Identification of a novel lncRNA (G3R1) regulated by GLIS3 in pancreatic β-cells

Abstract

Recent advances in high throughput RNA sequencing have revealed that, in addition to messenger RNAs (mRNAs), long non-coding RNAs (lncRNAs) play an important role in the regulation of many cell functions and of organ development. While a number of lncRNAs have been identified in pancreatic islets, their function remains largely undetermined. Here, we identify a novel long ncRNA regulated by the transcription factor GLIS3, which we refer to as GLIS3 regulated 1 (G3R1). This lncRNA was identified for its significant loss of expression in GLIS3 knockout mouse pancreatic islets. G3R1 appears to be specifically expressed in mouse pancreatic β-cells and in a β-cell line (βTC-6). ChIP-seq analysis indicated that GLIS3 and other islet-enriched transcription factors bind near the G3R1 gene, suggesting they directly regulate G3R1 transcription. Similarly, an apparent human homolog of G3R1 displays a similar expression pattern, with additional expression seen in human brain. In order to determine the function of G3R1 in mouse pancreatic β-cells, we utilized CRISPR to develop a knockout mouse where ~80% of G3R1 sequence is deleted. Phenotypic analysis of these mice did not reveal any impairment in β-cell function or glucose regulation, indicating the complexity underlying the study of lncRNA function.

Keywords: GLIS3; beta-cells; islets; lncRNA; pancreas.

Fig 1.. G3R1 is an islet-enriched long non-coding RNA controlled by GLIS3.

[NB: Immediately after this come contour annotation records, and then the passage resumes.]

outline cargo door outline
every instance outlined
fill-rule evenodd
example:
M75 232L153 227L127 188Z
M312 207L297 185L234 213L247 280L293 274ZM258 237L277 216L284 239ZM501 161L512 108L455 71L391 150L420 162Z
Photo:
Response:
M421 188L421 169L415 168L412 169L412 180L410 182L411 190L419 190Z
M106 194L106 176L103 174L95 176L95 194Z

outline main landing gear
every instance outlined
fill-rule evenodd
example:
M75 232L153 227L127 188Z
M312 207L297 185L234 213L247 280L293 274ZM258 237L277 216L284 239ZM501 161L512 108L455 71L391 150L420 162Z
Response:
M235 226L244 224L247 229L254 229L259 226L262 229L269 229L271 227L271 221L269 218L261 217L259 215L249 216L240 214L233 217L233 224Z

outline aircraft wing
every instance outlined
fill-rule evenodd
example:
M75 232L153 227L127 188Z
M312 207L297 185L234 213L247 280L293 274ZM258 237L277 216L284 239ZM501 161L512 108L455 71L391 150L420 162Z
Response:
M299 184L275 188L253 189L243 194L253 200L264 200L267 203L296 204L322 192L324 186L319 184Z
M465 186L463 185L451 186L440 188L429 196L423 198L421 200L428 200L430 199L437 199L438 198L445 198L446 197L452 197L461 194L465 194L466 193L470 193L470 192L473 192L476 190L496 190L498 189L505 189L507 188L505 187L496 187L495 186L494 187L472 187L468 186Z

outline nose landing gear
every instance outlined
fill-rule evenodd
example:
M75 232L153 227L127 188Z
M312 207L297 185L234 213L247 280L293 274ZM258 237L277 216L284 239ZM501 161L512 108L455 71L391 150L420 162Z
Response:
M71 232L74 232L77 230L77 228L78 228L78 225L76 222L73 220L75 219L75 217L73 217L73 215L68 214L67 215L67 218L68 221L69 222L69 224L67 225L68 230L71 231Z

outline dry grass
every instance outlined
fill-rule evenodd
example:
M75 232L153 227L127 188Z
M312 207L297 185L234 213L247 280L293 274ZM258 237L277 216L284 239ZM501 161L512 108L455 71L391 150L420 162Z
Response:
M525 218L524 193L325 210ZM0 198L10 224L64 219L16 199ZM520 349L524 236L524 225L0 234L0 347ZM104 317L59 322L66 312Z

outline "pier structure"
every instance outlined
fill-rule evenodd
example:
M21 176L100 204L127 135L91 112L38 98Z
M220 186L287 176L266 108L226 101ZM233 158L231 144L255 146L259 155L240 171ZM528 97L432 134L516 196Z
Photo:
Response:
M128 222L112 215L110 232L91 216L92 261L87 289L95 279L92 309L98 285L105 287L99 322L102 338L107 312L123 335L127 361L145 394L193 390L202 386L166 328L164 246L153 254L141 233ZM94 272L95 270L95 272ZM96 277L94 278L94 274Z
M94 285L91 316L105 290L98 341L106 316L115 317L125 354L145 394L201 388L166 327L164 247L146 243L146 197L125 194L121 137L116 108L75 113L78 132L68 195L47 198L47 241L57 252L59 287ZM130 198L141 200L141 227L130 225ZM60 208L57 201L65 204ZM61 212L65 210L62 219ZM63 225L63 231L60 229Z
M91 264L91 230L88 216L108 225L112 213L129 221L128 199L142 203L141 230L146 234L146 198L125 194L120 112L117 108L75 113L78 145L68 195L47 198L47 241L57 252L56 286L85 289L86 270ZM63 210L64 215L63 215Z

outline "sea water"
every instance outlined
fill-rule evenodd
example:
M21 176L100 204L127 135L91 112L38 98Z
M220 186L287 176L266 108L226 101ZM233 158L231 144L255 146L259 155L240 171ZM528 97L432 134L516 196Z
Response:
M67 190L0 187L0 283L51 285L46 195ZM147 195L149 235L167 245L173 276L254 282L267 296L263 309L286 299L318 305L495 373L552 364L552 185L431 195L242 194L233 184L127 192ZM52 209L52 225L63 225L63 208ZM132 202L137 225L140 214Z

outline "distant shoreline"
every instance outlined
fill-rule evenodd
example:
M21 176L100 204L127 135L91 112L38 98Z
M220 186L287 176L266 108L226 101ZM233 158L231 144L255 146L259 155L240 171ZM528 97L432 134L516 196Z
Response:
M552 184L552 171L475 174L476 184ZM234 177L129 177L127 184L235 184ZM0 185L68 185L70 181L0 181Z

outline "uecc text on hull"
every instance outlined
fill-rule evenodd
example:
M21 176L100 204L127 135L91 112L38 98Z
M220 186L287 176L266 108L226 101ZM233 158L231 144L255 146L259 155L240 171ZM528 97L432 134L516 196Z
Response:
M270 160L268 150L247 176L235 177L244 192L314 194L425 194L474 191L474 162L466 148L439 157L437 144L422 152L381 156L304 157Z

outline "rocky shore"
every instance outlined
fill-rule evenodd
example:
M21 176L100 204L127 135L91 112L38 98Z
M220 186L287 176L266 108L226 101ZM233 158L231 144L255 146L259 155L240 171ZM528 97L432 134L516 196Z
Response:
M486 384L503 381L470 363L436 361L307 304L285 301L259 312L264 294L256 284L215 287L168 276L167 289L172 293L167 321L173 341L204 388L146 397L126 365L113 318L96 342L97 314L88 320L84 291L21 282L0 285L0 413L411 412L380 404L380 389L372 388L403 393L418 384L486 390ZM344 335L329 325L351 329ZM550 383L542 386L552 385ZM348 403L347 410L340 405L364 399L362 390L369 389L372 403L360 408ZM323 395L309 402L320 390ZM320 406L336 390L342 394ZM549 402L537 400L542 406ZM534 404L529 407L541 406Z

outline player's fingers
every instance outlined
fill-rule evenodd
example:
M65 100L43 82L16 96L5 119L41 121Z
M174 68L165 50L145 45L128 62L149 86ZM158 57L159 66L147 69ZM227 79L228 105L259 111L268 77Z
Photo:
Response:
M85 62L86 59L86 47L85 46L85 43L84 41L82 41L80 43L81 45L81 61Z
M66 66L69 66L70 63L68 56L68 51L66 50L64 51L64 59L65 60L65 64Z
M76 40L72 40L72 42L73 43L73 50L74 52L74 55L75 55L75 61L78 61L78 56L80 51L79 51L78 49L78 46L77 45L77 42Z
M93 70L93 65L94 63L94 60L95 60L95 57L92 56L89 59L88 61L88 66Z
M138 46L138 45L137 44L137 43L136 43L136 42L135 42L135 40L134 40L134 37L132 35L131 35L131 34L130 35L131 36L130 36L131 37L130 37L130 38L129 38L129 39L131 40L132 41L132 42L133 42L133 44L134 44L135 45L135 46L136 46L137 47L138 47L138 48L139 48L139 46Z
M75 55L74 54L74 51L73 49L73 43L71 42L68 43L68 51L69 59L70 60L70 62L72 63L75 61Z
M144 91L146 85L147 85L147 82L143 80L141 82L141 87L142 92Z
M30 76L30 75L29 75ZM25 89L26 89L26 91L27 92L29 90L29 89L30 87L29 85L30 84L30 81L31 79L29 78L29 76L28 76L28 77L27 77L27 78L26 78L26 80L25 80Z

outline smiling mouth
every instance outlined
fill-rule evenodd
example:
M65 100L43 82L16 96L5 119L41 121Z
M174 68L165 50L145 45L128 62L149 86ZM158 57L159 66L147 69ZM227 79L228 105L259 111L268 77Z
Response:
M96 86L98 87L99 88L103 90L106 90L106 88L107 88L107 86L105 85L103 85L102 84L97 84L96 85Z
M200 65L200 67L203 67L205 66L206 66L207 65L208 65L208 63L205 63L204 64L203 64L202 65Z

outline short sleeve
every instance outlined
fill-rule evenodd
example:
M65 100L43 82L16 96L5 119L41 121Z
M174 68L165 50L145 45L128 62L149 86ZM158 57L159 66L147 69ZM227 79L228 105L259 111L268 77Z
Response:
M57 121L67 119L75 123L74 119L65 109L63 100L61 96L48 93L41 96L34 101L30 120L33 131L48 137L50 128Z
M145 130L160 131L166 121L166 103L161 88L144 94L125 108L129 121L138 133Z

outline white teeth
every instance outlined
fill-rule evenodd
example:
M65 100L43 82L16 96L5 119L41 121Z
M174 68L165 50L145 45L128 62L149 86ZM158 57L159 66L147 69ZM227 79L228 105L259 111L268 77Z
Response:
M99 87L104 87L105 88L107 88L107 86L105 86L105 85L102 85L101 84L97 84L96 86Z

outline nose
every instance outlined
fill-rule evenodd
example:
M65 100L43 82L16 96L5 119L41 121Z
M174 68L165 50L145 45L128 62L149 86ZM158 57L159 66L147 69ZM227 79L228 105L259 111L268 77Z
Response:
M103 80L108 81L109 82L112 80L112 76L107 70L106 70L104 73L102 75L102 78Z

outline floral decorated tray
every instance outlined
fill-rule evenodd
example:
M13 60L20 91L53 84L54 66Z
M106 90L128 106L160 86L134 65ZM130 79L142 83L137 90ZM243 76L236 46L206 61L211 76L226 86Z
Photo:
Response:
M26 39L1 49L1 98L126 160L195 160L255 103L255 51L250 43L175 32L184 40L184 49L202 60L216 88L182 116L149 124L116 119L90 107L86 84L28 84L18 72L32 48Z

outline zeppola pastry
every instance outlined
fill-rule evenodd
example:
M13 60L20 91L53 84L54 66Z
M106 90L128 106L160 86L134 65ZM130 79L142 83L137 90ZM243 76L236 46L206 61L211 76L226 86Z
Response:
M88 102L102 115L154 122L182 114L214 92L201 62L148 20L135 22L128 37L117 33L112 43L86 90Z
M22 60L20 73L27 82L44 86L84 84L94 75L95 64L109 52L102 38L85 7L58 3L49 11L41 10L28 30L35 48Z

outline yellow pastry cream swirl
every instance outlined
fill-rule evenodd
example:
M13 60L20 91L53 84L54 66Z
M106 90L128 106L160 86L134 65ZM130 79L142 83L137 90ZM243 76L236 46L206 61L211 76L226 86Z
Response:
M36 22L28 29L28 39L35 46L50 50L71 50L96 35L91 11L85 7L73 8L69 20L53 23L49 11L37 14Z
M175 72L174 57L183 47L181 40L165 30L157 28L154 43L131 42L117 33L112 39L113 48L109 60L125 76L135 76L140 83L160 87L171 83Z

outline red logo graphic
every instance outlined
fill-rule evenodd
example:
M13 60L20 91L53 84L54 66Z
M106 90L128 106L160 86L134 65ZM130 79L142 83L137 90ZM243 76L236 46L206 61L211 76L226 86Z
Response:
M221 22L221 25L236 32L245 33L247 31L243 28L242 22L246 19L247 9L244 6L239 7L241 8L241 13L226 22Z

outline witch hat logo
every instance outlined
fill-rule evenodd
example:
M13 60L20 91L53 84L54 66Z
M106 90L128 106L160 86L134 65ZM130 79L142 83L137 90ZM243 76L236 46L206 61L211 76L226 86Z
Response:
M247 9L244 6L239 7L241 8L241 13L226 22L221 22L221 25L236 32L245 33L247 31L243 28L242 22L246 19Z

(A) RNA-seq analysis of islets from a pancreas-specific deletion of Glis3 (Glis3^Δpanc) revealed downregulation of G3R1. (B) Expression analysis of G3R1 across multiple mouse tissues, normalized to pancreas expression. Error bars indicate standard error of the mean, N=3.

Fig 2.. G3R1 is β-cell specific, cytoplasmic lncRNA within the islet.

In situ hybridization of 2-week old (A), e15.5 (B), and e17.5 (C) mouse pancreas for G3R1 (white) and Ins2 (green), with DAPI (blue) nuclear stain. Images shown are representative. (D) RT-qPCR analysis of nuclear and cytoplasmic RNA for G3R1, Glis3 (an mRNA), and Malat1 (a nuclear lncRNA). Cytoplasmic/Nuclear ratio was determined by calculating the relative amount of RNA in cytoplasmic and nuclear fractions of equal volume. Error bars indicate standard error of the mean, N=5.

Fig 3.. GLIS3 and other Islet transcription factors regulate G3R1 expression.

(A) ChIP-seq analysis of islet enriched transcription factors GLIS3, PDX1 (performed independently by two different labs), MAFA, NEUROD1, NKX6.1, NKX2.2, ISL1, LDB1, and FOXA2 revealed binding upstream of G3R1. Data is displayed via UCSC genome browser. (B) Luciferase assay of G3R1-URR1 in βTC-6 cells in the presence of overexpressed GLIS3, PDX1, NEUROD1, ISL1, NKX6.1, NKX2.2, PAX6, and MAFA. Error bars indicate standard deviation of a representative experiment.

Fig 4.. Two apparent human homologs of G3R1 display a similar tissue expression pattern.

(A) RT-qPCR expression analysis using primers that recognized both LOC105372871 and LOC105377190. Error bars indicate standard deviation of technical triplicates. ChIP-seq analysis of binding for FOXA2, MAFB, NKX2.2, NKX6.1, and PDX1 near (B) LOC105372871 and (C) LOC105377190.

Fig 5.. G3R1 knockout mice lack a detectable islet phenotype.

(A) CRISPR strategy for deletion of G3R1 exon 2, and genotyping indicating successful creation of a mouse lines with >80% deletion of G3R1. WT = Wild type genotyping, KO = Knockout genotyping. (B) Intraperitoneal glucose tolerance test of G3R1-KO mice, and both wild type and heterozygous littermates at 8-weeks of age. +/+ = 8, +/− = 4, −/− = 4. (C) Random blood glucose levels measured at 8-weeks of age. +/+ = 5, +/− = 5, −/− = 7. Error bars indicate standard error of the mean. Immunofluorescence staining of 8-week old pancreas from WT and G3R1-KO mice for (D) INSULIN and GLUCAGON, (E) INSULIN and MAFA, and (F) SYNAPTOPHYSIN and PDX1, as well as DAPI. Images shown are representative.